BINAR ANGAN

Claudia Lazuardy
Chapter #19

PASRAH YANG TERARAH

Kedua alis Pak Odi terangkat saat melihatku. 

“Jadi, ini rumahmu? Bagus juga.” Pak Odi berkacak pinggang. “Harusnya pesanan kayak gini diantar. Masa, suruh ambil sendiri? Cepat pindahkan ini ke mobil!” perintah Pak Odi ke salah seorang pemuda.

Aku melipat tangan di depan dada. “Bapak sendiri yang minta diambil. Kalau dari awal minta diantar jelas sudah saya antar dari tadi.”

Kedua pemuda yang berada di belakang Pak Odi tampak beradu pandang.

“Halah! Wong ini aja telat. Aku minta–”

Aku melempar senyum seraya menghadapkan layar ponsel Mama ke wajahnya. “Bapak sendiri yang bilang kalau mau diambil jam tiga.”

“Aku salah ketik!”

“Sepertinya, Bapak harus periksa ke dokter mata lagi. Mungkin minusnya sudah bertambah.” Aku menunjuk kaca mata yang tergantung di leher dengan rantai berwarna emas.

“Kalau ngomong sama orang tua yang sopan!” seruan itu bersamaan dengan Bano yang berjalan menghampiri kami. “Anak kayak gini kok bisa jadi stafnya Halima. Enggak sopan begini. Aku mau ketemu sama yang menerima pesanan, yang tadi nerima telepon!”

Aku mengulurkan telunjuk kananku ke arahnya. “Bapak boleh semena-mena, boleh memakiku, boleh menghinaku di kantor, tapi enggak di sini, Pak. Siapa pun yang berani memaki Mama saya harus berhadapan dengan saya. Selagi kami benar!”

Aku mendengar suara langkah kaki yang tergopoh-gopoh dari dalam rumah. Aku yakin, itu suara langkah kaki Mama. Bano buru-buru meremas lengan kananku seraya berbisik. “Jangan diterusin, Re. Percuma.”

“Enggak ada yang percuma. Orang sepuh ini harus dikasi pelajaran.”
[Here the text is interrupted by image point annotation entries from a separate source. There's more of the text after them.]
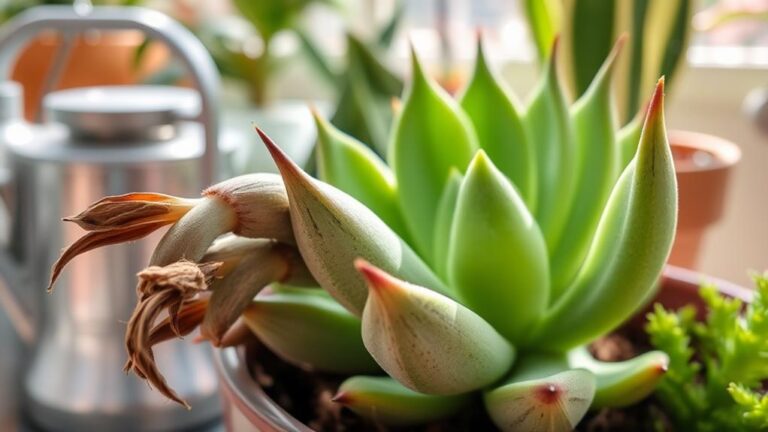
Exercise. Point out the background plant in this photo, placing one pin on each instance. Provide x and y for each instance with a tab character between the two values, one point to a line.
717	367
491	247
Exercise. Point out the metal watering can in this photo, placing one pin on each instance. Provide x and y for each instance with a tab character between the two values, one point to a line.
95	142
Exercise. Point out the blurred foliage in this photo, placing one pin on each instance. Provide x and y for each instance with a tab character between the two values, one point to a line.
659	32
717	367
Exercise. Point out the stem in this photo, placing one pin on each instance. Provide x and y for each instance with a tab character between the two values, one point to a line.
191	236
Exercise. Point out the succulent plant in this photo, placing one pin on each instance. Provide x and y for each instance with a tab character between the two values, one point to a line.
660	32
481	258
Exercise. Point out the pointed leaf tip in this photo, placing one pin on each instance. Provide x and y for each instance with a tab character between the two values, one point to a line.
376	278
282	160
342	398
657	101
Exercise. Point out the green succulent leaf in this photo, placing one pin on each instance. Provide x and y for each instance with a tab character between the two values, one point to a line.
332	229
549	126
620	384
597	167
431	136
428	342
541	395
494	114
349	165
306	327
386	401
720	385
630	247
628	138
497	255
544	17
444	221
380	78
753	404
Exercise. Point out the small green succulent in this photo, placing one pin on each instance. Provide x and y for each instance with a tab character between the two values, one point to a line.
491	247
721	388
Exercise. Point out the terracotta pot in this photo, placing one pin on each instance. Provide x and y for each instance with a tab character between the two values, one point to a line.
96	58
703	164
248	409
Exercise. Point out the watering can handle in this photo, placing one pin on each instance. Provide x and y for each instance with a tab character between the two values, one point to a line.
69	21
184	45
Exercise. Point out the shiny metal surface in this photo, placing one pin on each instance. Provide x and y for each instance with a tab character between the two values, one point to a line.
73	379
122	112
68	20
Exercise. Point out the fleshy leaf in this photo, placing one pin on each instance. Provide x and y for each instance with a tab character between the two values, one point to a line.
264	262
497	256
597	167
445	212
628	138
428	342
349	165
493	112
386	401
332	229
430	137
306	327
630	247
538	397
624	383
549	126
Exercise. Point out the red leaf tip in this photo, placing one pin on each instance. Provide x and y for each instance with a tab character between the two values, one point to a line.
378	280
284	163
342	398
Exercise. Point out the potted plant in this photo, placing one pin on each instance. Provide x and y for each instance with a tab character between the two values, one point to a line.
90	59
472	272
658	37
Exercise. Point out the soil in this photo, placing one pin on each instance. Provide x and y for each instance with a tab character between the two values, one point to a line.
307	396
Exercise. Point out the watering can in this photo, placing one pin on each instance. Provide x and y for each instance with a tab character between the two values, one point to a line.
95	142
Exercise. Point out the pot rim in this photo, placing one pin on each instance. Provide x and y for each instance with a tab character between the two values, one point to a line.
250	396
725	152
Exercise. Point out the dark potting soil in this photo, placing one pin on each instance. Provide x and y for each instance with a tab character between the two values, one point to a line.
307	396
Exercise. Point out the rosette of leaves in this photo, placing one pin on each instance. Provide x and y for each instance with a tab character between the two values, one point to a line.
718	367
495	242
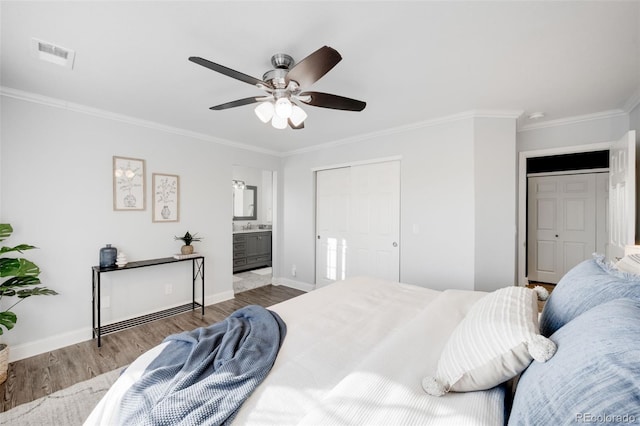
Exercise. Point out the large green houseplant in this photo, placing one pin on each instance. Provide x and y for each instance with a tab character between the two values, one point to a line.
19	279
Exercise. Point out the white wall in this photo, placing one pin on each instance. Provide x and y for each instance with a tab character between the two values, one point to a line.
605	129
57	193
440	180
495	203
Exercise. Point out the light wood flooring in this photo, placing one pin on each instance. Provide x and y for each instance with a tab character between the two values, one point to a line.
40	375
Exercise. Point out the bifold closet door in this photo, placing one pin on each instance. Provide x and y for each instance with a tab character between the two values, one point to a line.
562	224
358	222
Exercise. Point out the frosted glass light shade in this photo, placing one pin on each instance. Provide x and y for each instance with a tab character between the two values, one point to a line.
264	111
283	108
297	115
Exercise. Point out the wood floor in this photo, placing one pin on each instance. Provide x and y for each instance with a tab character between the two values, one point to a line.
34	377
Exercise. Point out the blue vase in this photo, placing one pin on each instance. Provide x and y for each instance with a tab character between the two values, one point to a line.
108	256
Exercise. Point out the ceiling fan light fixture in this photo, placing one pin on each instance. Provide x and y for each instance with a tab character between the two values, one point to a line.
279	122
283	108
264	111
297	115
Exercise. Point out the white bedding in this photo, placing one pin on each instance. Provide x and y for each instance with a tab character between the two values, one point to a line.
355	353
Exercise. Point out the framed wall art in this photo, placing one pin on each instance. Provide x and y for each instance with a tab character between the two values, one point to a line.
166	197
128	184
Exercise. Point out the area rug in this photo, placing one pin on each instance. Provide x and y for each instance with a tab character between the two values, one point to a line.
70	406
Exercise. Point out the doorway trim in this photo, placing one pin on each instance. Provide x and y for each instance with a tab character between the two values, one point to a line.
522	194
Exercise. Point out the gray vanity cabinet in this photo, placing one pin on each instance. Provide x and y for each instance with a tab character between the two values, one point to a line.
251	250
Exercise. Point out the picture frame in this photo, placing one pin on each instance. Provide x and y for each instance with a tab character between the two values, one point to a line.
166	197
129	185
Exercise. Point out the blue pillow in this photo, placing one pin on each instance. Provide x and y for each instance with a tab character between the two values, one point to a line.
588	284
594	377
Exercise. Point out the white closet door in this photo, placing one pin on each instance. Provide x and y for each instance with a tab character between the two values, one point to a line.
358	222
333	192
622	195
562	224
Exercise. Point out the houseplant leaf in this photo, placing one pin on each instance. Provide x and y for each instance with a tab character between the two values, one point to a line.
36	291
20	248
18	268
7	320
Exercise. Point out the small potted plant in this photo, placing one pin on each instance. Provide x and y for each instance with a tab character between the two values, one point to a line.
20	279
187	238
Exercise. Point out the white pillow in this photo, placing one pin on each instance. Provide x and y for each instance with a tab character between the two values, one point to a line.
630	263
495	341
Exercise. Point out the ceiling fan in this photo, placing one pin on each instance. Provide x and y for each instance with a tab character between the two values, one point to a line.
283	86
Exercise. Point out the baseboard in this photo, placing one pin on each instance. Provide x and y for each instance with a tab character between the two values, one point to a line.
48	344
58	341
298	285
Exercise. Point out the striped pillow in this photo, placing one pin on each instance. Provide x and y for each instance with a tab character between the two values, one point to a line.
495	342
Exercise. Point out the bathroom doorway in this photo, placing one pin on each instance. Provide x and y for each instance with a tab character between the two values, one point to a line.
253	193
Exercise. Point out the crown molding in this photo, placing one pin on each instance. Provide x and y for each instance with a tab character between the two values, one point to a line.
509	114
108	115
574	120
632	102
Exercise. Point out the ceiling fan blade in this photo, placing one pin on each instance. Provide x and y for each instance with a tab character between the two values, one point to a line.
294	127
239	102
229	72
313	67
327	100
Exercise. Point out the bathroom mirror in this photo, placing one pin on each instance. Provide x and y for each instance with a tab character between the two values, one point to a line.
245	203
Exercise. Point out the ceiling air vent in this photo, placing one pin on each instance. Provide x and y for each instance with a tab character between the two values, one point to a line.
53	53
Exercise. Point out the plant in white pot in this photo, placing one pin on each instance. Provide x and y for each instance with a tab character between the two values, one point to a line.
187	239
19	278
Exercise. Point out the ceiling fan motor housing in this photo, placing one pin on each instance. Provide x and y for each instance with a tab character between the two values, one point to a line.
276	77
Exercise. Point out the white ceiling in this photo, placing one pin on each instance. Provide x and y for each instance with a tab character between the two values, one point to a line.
412	62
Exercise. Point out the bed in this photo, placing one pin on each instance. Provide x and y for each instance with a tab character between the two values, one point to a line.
360	351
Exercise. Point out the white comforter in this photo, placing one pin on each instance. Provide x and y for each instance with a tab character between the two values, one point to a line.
355	353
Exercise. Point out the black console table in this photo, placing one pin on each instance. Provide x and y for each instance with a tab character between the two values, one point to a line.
197	267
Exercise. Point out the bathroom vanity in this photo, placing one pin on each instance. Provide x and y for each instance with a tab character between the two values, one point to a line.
251	249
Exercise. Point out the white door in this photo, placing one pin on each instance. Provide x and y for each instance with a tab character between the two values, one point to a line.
333	192
562	224
622	195
358	222
373	248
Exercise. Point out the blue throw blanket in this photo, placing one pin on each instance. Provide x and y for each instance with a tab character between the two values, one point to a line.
203	376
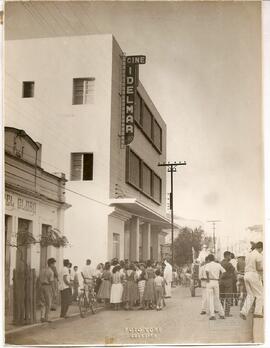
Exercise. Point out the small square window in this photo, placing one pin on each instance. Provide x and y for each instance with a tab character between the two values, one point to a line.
83	90
81	166
28	89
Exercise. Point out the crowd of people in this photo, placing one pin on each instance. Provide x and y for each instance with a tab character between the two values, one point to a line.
231	282
145	285
118	284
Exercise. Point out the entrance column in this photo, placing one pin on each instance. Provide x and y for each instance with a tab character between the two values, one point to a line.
134	238
146	241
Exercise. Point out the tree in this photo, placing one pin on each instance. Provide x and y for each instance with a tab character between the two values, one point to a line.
184	242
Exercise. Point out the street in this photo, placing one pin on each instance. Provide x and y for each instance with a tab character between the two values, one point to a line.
179	322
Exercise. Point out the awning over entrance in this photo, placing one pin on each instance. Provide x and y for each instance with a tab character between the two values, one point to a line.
136	208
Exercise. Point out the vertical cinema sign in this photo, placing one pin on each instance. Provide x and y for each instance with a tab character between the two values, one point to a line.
131	82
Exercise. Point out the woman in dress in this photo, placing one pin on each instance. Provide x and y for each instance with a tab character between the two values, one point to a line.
130	293
149	290
98	275
104	292
117	287
141	285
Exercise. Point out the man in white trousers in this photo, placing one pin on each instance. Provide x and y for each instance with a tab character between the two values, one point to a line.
203	278
253	282
213	271
168	279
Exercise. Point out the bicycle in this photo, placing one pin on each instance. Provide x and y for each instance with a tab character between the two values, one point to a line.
86	304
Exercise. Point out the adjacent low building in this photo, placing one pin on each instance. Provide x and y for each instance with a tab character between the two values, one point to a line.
34	209
70	98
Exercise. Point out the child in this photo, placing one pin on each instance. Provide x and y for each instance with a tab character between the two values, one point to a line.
117	287
104	292
130	293
149	290
141	285
159	285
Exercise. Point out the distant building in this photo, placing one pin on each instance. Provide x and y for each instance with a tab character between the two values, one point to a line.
69	97
34	208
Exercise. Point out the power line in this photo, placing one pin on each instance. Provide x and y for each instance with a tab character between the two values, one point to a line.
172	167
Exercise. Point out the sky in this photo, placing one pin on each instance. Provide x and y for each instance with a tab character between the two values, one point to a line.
203	73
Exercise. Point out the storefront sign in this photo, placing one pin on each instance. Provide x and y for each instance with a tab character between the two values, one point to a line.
131	82
20	203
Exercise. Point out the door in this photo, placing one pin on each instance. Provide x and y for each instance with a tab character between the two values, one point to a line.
44	249
23	248
7	261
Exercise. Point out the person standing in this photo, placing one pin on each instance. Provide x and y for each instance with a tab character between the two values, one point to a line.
235	293
87	275
203	278
130	293
117	287
46	289
168	279
55	288
226	283
253	282
213	271
149	289
104	292
65	288
75	284
159	283
141	285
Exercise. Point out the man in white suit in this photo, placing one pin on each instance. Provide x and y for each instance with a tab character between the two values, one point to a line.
168	279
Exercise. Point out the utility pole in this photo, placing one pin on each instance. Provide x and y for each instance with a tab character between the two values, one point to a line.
172	169
214	232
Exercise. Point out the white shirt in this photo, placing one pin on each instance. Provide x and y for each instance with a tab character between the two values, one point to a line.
168	272
88	272
202	273
62	284
234	263
214	269
252	260
202	255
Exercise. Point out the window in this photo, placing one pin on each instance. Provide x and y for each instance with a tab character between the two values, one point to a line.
83	90
116	245
146	179
28	89
142	177
138	107
147	123
156	188
135	169
157	135
81	166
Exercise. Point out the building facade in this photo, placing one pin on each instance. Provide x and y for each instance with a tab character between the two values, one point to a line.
34	208
71	100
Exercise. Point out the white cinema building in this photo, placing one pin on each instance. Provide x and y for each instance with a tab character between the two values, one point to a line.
66	93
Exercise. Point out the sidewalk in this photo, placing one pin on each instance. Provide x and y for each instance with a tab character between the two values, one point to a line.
54	316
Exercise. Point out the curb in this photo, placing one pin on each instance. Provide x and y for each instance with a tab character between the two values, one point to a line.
28	327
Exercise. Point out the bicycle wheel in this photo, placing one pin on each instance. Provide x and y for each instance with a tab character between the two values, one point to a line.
83	305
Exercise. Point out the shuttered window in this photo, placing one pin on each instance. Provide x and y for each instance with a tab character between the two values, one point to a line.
146	179
81	166
156	188
28	89
134	169
146	121
83	90
142	177
157	136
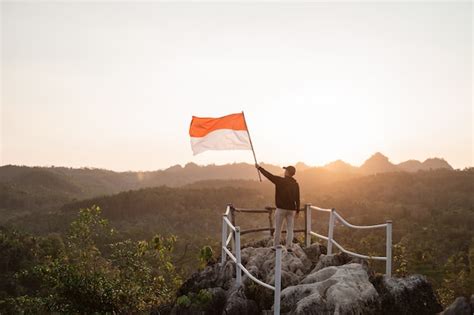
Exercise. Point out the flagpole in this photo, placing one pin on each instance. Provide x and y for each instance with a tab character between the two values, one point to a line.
251	145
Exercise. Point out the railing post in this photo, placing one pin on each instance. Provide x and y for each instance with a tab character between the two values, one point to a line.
331	231
224	240
232	220
270	220
276	306
307	234
238	276
388	266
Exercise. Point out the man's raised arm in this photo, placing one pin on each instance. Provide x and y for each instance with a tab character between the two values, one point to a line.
274	179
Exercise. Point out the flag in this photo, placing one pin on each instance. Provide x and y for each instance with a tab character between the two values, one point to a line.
224	133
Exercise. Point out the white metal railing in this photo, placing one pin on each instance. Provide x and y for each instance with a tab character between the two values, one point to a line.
226	238
333	216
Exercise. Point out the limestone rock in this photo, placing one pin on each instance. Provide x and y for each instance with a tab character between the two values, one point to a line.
409	295
238	304
338	259
332	290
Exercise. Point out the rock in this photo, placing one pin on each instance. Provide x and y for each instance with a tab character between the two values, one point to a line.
208	301
460	306
265	242
332	290
238	304
211	277
338	259
312	283
409	295
260	262
314	251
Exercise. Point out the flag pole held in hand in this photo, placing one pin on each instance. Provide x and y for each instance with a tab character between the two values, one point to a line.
251	145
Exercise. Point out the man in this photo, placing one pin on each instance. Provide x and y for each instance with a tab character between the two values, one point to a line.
287	201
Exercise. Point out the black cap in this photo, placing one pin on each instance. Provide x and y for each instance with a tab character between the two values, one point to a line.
291	170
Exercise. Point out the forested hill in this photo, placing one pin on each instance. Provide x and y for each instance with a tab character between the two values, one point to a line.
432	211
64	183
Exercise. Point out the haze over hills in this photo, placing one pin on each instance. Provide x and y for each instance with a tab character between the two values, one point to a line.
89	182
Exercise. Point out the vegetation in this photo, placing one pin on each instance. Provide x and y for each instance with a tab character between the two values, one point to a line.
81	274
79	263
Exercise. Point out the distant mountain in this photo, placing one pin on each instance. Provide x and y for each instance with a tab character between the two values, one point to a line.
62	183
435	163
340	166
410	166
378	163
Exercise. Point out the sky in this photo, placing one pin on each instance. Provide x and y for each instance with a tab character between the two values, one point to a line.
114	84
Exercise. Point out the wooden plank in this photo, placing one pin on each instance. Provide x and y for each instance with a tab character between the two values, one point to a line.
267	229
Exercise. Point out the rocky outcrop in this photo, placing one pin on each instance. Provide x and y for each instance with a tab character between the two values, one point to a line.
332	290
460	306
312	283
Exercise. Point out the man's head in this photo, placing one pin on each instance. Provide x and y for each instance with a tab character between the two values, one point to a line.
290	171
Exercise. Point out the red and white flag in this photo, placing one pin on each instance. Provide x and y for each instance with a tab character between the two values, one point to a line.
224	133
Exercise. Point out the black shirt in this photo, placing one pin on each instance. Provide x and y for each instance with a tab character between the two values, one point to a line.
287	190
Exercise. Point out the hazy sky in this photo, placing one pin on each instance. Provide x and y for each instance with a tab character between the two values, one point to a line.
114	85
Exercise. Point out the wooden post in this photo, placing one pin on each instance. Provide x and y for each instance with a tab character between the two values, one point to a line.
238	276
232	220
307	226
276	302
388	263
331	231
270	220
224	240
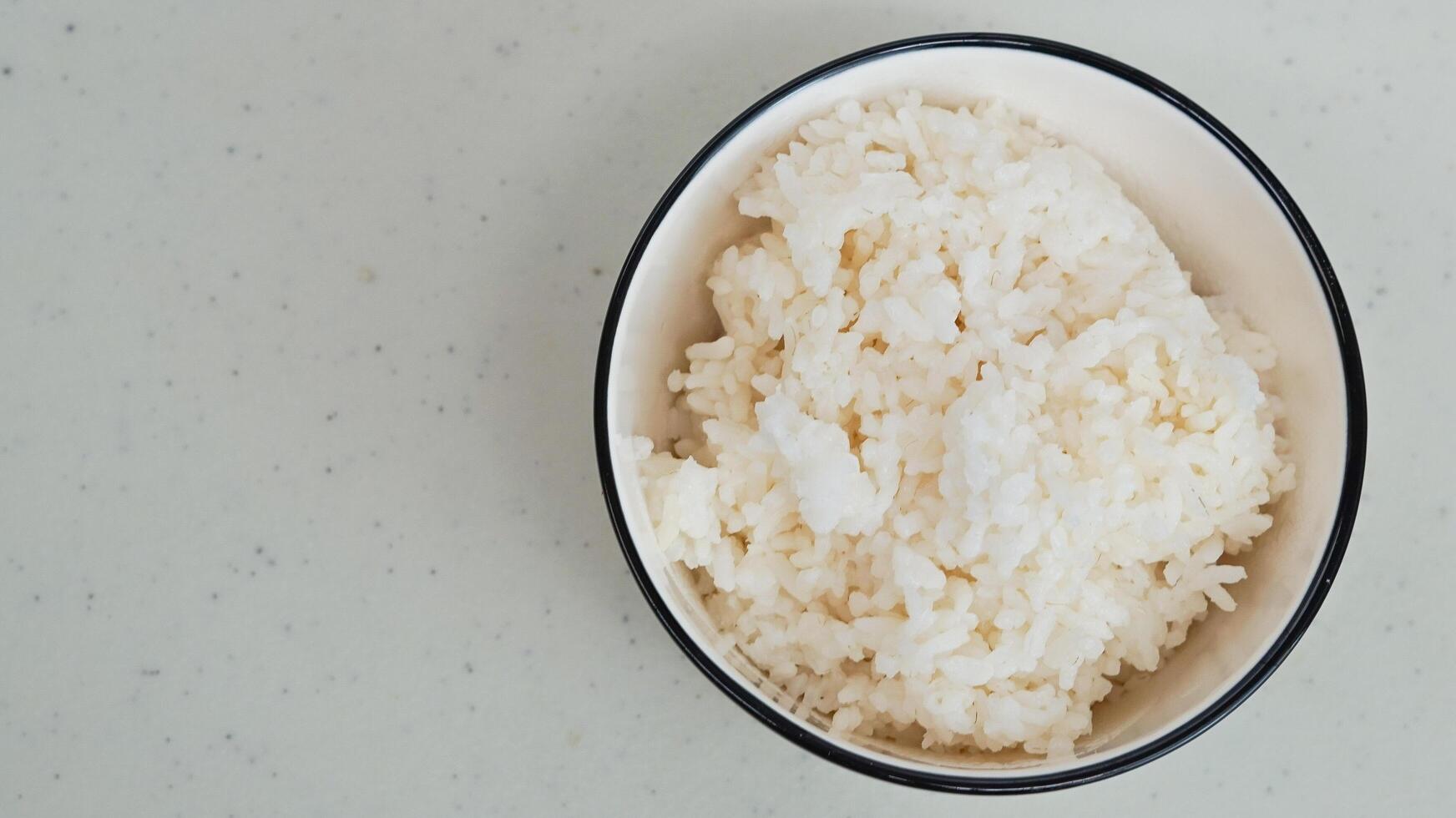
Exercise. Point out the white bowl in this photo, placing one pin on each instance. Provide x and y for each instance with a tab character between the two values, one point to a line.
1226	219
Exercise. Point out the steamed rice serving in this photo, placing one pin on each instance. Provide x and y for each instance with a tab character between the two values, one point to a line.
968	450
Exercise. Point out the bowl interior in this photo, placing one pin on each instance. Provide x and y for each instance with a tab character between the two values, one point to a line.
1222	225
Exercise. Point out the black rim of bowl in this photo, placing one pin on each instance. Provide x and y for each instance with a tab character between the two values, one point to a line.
811	740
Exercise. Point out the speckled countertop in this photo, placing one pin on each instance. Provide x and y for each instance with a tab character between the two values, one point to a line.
299	306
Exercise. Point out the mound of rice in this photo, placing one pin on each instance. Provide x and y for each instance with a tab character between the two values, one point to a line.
970	446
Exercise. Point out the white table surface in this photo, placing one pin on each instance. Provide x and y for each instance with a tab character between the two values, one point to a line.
299	307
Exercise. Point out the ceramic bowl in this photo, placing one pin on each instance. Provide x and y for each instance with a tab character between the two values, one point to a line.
1226	219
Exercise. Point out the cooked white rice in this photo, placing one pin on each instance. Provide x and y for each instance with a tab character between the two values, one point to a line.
972	447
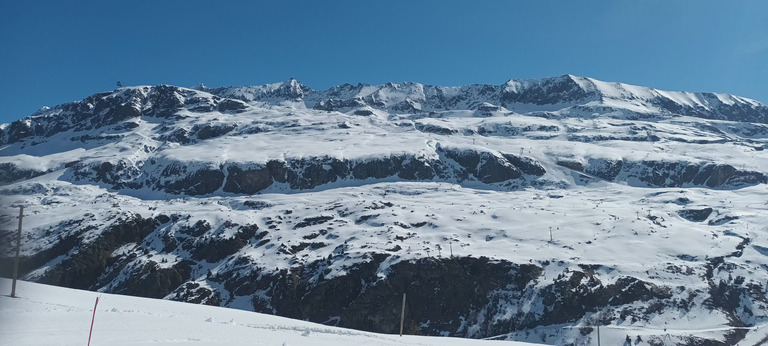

“Loh, si pemburu liar?” Pak Odi menunjuk Bano dengan cengiran.

Bano mendesah sebal. “Saya punya nama, Pak. Nama saya Bano, bukan pemburu liar.”

“Habisnya, kamu memilih burung liar di hutan daripada burung di sangkar.”

Mama meremas lengan kiriku. “Jangan begitu, Reta.”

“Nah, benar begitu. Suruh yang sopan sama orang tua! Didik anaknya yang benar!”

Aku melepaskan tangan Bano dan Mama dengan kasar, lalu melangkah cepat ke arah pria sepuh yang secara refleks melangkah mundur dengan wajah panik juga heran.

“Kalau Bapak sopan, saya bisa segan. Mulut Bapak itu sudah enggak sopan dari pertama kali kita ketemu. Suka menghina, marah-marah enggak jelas, mencaci maki orang yang tidak salah. Saya tidak mau melihat Bapak menginjakkan kaki di rumah ini lagi. Jangan pernah pesan masakan di sini lagi.”

Langkah Pak Odi terhenti saat menemui dinding. “Lihat saja, apa yang bisa kuperbuat! Kamu bakal dipecat sama Halima!”

Aku tergelak pelan. “Tidak ada hubungannya. Coba saja.”